Related Work & Insights¶
- vs. Sonata: Sonata relies on real + synthetic 3D scans (18K + 121K); LAM3C requires no 3D scans whatsoever, offering superior scalability. Performance matches Sonata when scale and model capacity are sufficient.
- vs. PointContrast/MSC: Earlier 3D-SSL methods are constrained to much smaller data scales (1K–7K real scans).
- vs. PPT: PPT uses synthetic data with supervision signals; LAM3C is purely self-supervised.
- vs. π³/VGGT reconstruction models: These serve as 3D reconstruction tools; LAM3C is the first to use their outputs as pre-training data for 3D-SSL.
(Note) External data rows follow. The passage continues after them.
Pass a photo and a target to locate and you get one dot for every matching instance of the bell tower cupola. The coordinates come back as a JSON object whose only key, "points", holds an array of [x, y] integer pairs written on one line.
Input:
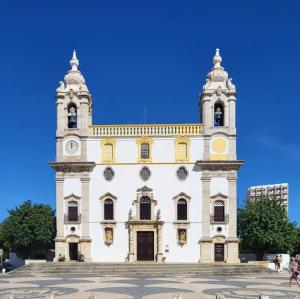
{"points": [[74, 110], [217, 109]]}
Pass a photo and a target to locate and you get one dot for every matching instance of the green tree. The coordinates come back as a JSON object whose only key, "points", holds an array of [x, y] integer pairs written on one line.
{"points": [[263, 227], [29, 229]]}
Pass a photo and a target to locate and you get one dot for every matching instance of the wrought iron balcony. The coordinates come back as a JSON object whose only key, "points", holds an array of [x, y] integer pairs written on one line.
{"points": [[76, 219], [215, 220]]}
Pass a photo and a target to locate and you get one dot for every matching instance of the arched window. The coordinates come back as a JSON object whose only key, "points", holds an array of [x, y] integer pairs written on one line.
{"points": [[145, 208], [182, 151], [108, 152], [218, 115], [72, 211], [219, 211], [108, 209], [72, 116], [181, 209], [145, 151]]}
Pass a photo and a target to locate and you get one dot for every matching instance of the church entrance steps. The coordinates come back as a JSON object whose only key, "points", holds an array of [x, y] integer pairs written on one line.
{"points": [[145, 269]]}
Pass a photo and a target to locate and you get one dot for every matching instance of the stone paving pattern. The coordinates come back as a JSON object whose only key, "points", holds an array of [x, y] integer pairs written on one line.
{"points": [[133, 287]]}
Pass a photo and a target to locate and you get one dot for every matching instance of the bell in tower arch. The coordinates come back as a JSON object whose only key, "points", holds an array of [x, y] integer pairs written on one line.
{"points": [[72, 117], [218, 115]]}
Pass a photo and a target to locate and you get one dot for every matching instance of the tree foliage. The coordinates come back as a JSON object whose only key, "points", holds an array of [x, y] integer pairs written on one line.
{"points": [[263, 227], [29, 229]]}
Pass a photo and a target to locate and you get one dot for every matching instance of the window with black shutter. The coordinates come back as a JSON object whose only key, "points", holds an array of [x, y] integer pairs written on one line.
{"points": [[108, 209], [181, 209], [219, 212], [145, 208], [72, 211]]}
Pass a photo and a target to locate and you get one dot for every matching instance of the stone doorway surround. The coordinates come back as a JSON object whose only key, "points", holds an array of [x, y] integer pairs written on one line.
{"points": [[135, 226], [227, 169]]}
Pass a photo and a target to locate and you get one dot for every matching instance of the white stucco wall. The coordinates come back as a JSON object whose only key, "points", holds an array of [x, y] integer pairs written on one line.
{"points": [[165, 185]]}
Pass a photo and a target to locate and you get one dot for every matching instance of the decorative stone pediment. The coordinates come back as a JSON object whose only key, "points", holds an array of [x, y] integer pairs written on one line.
{"points": [[219, 195], [72, 196], [108, 195], [182, 195]]}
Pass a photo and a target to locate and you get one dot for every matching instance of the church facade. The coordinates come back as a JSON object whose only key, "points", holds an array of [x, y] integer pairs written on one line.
{"points": [[161, 193]]}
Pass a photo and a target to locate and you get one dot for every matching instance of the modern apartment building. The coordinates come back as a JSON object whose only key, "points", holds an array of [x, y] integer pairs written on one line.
{"points": [[274, 191]]}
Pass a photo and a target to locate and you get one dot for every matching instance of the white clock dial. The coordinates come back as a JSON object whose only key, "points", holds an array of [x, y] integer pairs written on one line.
{"points": [[72, 147]]}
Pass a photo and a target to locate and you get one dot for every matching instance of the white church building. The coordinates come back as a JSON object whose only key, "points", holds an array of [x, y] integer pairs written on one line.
{"points": [[147, 192]]}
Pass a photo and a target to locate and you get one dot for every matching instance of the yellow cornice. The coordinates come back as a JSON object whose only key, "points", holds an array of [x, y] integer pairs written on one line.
{"points": [[112, 141], [146, 130]]}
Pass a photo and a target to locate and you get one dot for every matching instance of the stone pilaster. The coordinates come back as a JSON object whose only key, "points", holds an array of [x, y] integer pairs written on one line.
{"points": [[60, 245], [131, 245], [60, 205], [232, 240], [159, 244], [85, 238], [205, 242]]}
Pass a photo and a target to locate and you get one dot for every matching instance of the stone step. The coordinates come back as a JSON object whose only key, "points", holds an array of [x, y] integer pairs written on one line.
{"points": [[124, 269]]}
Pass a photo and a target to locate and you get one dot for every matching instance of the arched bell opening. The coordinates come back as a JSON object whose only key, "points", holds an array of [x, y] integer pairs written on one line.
{"points": [[72, 116], [219, 114]]}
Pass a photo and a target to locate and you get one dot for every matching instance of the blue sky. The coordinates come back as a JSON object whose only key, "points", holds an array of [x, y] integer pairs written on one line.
{"points": [[153, 53]]}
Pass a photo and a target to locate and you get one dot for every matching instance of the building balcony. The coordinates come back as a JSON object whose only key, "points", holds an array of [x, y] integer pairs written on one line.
{"points": [[74, 219], [216, 220]]}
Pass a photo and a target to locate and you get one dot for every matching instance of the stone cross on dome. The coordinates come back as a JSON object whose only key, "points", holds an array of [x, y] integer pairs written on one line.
{"points": [[217, 59], [74, 62], [73, 79]]}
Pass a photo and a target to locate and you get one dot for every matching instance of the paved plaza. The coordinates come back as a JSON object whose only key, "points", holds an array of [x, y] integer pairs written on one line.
{"points": [[167, 287]]}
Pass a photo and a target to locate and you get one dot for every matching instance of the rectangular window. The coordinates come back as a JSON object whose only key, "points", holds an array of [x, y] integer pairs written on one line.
{"points": [[108, 152], [145, 154], [182, 151]]}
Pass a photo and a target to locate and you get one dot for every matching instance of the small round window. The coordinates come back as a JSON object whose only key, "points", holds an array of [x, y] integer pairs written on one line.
{"points": [[108, 173], [182, 173], [145, 173]]}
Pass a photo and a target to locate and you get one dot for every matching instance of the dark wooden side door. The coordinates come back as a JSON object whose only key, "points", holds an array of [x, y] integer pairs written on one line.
{"points": [[73, 251], [219, 252], [145, 246]]}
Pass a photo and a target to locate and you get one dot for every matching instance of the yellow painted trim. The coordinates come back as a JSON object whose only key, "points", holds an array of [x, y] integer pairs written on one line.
{"points": [[186, 140], [153, 163], [140, 141], [104, 142], [219, 145], [146, 130], [218, 157]]}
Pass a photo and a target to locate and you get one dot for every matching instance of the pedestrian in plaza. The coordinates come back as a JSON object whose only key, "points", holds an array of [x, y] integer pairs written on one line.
{"points": [[275, 260], [294, 271]]}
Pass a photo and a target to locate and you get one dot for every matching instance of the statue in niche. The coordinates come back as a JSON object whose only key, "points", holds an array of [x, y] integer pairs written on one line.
{"points": [[108, 235], [182, 236]]}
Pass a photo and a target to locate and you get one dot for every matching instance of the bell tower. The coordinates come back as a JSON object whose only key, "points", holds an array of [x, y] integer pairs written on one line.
{"points": [[74, 110], [74, 115], [219, 165]]}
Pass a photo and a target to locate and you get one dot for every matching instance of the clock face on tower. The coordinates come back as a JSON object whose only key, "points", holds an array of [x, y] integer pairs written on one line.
{"points": [[72, 147]]}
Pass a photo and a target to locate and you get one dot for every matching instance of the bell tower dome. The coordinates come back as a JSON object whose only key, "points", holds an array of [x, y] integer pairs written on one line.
{"points": [[217, 108], [74, 109]]}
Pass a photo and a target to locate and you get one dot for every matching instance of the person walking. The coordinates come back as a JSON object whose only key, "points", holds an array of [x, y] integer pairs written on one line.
{"points": [[294, 271], [279, 263], [275, 260]]}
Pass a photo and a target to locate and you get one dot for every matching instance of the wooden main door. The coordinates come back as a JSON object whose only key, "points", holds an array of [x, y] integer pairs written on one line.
{"points": [[145, 246], [219, 252], [73, 251]]}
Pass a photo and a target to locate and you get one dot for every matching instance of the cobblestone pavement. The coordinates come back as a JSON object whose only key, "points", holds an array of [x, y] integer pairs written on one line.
{"points": [[183, 287]]}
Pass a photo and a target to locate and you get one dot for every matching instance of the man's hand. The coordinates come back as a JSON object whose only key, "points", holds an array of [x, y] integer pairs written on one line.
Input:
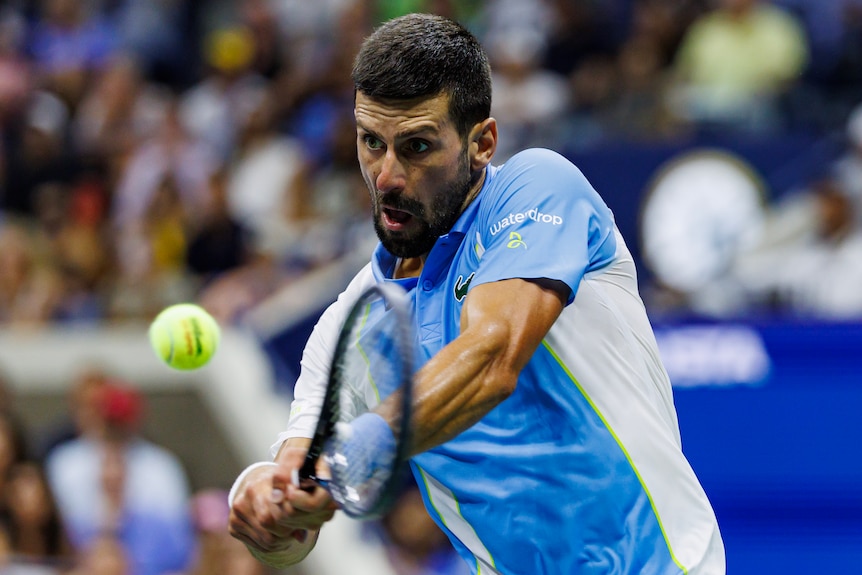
{"points": [[277, 520]]}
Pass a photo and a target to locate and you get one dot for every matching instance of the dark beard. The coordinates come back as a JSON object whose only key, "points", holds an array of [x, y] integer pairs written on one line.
{"points": [[434, 222]]}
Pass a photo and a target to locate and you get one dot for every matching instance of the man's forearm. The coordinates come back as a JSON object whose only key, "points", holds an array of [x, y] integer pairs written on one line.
{"points": [[296, 552]]}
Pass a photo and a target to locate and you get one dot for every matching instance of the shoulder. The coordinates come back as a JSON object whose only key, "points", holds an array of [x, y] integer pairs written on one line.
{"points": [[539, 172]]}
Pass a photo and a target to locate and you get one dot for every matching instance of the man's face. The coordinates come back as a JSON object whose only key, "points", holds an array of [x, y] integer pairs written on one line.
{"points": [[416, 169]]}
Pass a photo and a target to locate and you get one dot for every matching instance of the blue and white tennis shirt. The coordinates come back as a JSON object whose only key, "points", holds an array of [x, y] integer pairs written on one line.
{"points": [[580, 471]]}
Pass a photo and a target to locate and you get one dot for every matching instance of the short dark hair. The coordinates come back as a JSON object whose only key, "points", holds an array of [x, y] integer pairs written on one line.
{"points": [[423, 56]]}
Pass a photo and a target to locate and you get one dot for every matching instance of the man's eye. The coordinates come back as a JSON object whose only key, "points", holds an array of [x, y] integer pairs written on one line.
{"points": [[372, 143], [417, 146]]}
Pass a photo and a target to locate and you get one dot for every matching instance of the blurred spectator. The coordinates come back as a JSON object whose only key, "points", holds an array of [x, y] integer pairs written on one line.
{"points": [[119, 110], [214, 109], [735, 62], [157, 34], [413, 543], [168, 174], [640, 109], [809, 258], [578, 30], [15, 72], [527, 96], [13, 449], [35, 528], [271, 56], [266, 187], [70, 41], [104, 555], [30, 287], [848, 167], [174, 152], [118, 482], [83, 416], [221, 243], [37, 153], [218, 552]]}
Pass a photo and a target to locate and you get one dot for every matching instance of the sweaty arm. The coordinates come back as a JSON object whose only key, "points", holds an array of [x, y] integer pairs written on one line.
{"points": [[278, 521], [502, 324]]}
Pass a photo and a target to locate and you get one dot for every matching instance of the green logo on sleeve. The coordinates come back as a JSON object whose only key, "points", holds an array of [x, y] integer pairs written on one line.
{"points": [[461, 286]]}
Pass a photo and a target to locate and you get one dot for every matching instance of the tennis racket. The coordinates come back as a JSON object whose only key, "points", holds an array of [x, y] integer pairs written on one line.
{"points": [[373, 362]]}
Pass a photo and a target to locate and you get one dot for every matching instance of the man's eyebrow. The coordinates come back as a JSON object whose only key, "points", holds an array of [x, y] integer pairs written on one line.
{"points": [[406, 134]]}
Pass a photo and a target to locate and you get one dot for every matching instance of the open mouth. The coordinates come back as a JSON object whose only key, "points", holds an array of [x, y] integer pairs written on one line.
{"points": [[396, 219]]}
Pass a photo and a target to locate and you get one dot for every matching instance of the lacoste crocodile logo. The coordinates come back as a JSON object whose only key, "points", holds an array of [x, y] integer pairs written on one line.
{"points": [[462, 285]]}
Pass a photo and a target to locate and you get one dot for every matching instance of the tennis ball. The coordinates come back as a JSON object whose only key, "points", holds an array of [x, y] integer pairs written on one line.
{"points": [[184, 336]]}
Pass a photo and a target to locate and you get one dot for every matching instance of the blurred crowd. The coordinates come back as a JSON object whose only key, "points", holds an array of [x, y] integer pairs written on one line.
{"points": [[89, 494], [152, 152], [155, 151]]}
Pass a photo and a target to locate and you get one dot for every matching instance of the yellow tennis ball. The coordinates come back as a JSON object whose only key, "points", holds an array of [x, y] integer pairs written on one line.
{"points": [[184, 336]]}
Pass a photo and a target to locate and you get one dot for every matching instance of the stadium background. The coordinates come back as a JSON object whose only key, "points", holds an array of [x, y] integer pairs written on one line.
{"points": [[768, 397]]}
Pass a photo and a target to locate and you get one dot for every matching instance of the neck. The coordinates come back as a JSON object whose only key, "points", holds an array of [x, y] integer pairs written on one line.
{"points": [[412, 267], [409, 267]]}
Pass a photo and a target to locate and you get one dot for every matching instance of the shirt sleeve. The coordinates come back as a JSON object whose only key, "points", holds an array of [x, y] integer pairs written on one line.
{"points": [[542, 219]]}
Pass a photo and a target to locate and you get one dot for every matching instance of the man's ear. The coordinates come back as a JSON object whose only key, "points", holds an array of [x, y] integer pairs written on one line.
{"points": [[483, 144]]}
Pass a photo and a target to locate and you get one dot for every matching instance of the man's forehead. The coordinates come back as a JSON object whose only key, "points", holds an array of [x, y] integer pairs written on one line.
{"points": [[433, 107]]}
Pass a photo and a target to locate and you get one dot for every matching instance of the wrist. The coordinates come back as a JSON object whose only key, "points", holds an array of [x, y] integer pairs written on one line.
{"points": [[242, 476]]}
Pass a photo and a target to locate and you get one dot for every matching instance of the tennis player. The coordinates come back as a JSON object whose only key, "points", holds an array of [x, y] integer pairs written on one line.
{"points": [[546, 439]]}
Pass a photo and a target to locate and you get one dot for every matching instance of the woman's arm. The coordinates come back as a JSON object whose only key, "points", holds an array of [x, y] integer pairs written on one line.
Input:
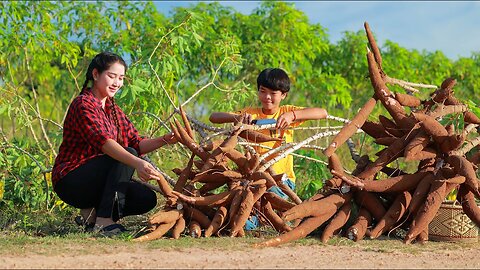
{"points": [[149, 145], [222, 117], [145, 170]]}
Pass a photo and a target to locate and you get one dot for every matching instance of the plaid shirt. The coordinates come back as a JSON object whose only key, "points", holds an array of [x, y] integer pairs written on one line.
{"points": [[86, 129]]}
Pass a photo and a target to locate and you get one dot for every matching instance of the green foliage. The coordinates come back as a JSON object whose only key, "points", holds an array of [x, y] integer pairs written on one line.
{"points": [[206, 57]]}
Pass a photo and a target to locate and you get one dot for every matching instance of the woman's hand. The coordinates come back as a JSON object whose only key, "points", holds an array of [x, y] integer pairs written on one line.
{"points": [[169, 139], [245, 118], [146, 171]]}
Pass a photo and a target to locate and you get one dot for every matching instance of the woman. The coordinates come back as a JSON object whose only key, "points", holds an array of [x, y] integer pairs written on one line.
{"points": [[100, 150]]}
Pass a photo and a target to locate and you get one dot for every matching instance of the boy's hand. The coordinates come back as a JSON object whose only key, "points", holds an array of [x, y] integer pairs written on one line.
{"points": [[285, 120], [169, 138], [246, 118]]}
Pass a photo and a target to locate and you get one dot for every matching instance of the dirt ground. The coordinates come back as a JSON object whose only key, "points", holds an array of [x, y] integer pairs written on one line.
{"points": [[358, 255]]}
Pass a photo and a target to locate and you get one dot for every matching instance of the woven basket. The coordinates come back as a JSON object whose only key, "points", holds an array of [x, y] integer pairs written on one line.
{"points": [[452, 225]]}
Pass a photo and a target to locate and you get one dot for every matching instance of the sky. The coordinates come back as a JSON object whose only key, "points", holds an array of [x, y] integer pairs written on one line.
{"points": [[452, 27]]}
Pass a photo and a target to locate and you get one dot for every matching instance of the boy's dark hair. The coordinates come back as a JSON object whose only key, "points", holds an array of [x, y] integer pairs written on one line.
{"points": [[275, 79]]}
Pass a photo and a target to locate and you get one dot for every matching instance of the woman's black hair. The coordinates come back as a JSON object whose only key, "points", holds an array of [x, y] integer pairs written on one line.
{"points": [[102, 62], [274, 79]]}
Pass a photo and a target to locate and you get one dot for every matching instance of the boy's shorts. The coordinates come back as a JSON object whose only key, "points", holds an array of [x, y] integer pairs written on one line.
{"points": [[252, 221]]}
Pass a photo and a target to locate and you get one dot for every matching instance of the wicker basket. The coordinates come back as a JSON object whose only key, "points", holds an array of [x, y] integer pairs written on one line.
{"points": [[452, 225]]}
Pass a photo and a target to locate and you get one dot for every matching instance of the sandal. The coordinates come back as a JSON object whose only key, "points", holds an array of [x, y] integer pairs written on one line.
{"points": [[87, 227], [110, 230]]}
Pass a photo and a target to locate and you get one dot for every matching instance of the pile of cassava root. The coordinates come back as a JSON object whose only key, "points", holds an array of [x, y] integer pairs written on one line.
{"points": [[414, 133]]}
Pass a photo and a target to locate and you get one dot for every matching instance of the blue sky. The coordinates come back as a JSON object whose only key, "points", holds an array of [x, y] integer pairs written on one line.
{"points": [[452, 27]]}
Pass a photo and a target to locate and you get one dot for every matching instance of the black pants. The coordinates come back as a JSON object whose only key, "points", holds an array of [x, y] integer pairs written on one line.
{"points": [[106, 185]]}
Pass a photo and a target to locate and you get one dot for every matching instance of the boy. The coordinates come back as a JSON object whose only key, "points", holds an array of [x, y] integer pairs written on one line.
{"points": [[273, 85]]}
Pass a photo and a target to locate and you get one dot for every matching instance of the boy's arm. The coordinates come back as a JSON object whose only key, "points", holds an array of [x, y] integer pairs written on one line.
{"points": [[300, 115], [223, 117], [310, 114]]}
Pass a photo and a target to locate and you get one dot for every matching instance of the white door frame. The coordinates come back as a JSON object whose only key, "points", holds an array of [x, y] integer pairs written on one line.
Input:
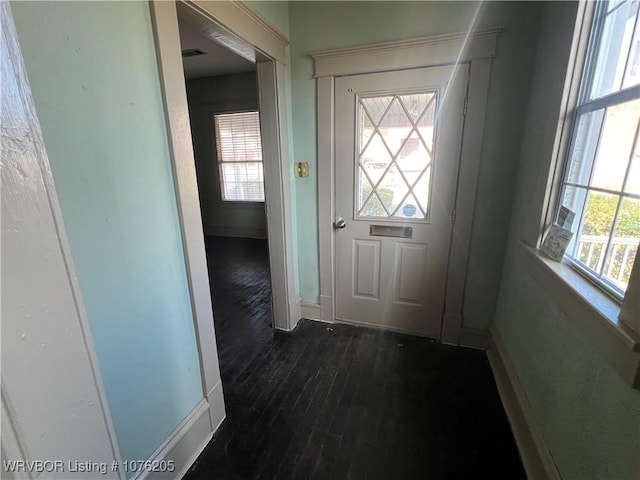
{"points": [[239, 20], [475, 48]]}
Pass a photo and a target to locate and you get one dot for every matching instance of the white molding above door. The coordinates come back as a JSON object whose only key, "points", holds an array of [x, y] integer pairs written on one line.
{"points": [[475, 48], [415, 53]]}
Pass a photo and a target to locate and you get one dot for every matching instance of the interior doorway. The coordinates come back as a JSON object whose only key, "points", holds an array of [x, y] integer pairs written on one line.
{"points": [[224, 112], [239, 30]]}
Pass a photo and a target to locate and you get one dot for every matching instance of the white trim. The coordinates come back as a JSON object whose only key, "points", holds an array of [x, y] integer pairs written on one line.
{"points": [[165, 29], [556, 141], [595, 314], [310, 311], [476, 49], [536, 457], [416, 52], [277, 183], [240, 20], [182, 446], [478, 339]]}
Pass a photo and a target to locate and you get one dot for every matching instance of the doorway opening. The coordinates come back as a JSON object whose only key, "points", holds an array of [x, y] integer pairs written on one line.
{"points": [[224, 113]]}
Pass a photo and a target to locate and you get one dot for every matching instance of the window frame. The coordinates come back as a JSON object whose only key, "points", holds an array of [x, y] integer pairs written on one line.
{"points": [[578, 103], [220, 162]]}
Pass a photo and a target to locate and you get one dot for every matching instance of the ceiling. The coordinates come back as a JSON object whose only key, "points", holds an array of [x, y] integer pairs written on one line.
{"points": [[217, 60]]}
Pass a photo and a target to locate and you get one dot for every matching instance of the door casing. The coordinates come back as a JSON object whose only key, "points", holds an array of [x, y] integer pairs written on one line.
{"points": [[477, 48]]}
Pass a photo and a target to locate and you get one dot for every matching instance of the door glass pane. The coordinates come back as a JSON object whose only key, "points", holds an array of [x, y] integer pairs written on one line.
{"points": [[395, 154]]}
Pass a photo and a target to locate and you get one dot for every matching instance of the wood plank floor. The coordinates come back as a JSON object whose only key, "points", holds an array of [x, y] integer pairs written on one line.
{"points": [[342, 402]]}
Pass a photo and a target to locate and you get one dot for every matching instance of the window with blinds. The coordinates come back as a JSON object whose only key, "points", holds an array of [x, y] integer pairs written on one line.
{"points": [[240, 156]]}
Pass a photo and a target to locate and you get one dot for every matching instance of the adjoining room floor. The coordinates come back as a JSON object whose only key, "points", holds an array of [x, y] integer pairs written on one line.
{"points": [[343, 402]]}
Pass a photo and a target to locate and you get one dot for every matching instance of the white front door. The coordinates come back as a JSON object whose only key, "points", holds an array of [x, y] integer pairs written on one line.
{"points": [[397, 150]]}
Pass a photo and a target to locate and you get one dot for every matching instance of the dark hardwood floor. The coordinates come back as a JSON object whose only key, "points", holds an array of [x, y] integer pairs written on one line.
{"points": [[342, 402]]}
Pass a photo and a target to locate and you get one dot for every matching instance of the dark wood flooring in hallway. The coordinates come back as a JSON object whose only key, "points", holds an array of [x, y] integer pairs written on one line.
{"points": [[342, 402]]}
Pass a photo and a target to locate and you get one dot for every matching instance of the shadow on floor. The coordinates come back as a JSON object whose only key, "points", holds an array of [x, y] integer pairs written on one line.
{"points": [[343, 402]]}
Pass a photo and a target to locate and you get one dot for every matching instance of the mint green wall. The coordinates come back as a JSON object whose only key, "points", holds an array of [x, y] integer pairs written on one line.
{"points": [[589, 417], [92, 68], [321, 25]]}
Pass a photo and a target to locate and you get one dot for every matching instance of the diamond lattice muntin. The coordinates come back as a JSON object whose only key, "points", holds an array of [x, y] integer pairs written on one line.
{"points": [[395, 155]]}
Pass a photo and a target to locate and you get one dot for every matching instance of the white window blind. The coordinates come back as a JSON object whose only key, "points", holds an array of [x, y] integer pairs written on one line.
{"points": [[240, 156]]}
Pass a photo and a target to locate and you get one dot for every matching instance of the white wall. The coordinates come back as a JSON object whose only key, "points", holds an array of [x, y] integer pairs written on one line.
{"points": [[52, 405]]}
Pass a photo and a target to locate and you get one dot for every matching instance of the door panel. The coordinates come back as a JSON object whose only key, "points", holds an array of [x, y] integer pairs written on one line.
{"points": [[366, 268], [397, 147]]}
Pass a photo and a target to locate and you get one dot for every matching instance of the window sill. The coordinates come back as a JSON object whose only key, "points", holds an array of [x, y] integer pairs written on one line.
{"points": [[595, 313]]}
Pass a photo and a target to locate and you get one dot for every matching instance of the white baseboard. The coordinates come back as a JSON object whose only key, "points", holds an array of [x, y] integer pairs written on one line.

- Inspiration: Multimodal (2D visual + 3D geometric) joint pre-training is a natural next step — 2D features from video frames and reconstructed 3D structure are naturally complementary.
Rating¶
- Novelty: ⭐⭐⭐⭐⭐ Paradigm-shifting "3D without 3D scans" concept with a complete and innovative pipeline.
- Experimental Thoroughness: ⭐⭐⭐⭐⭐ Four datasets, semantic + instance segmentation, linear probing + fine-tuning, data scale ablations, and regularization ablations.
- Writing Quality: ⭐⭐⭐⭐⭐ Clear motivation, complete pipeline description, and intuitive visualizations.
- Value: ⭐⭐⭐⭐⭐ Removes the 3D data bottleneck and exerts a paradigm-level influence on the 3D vision community.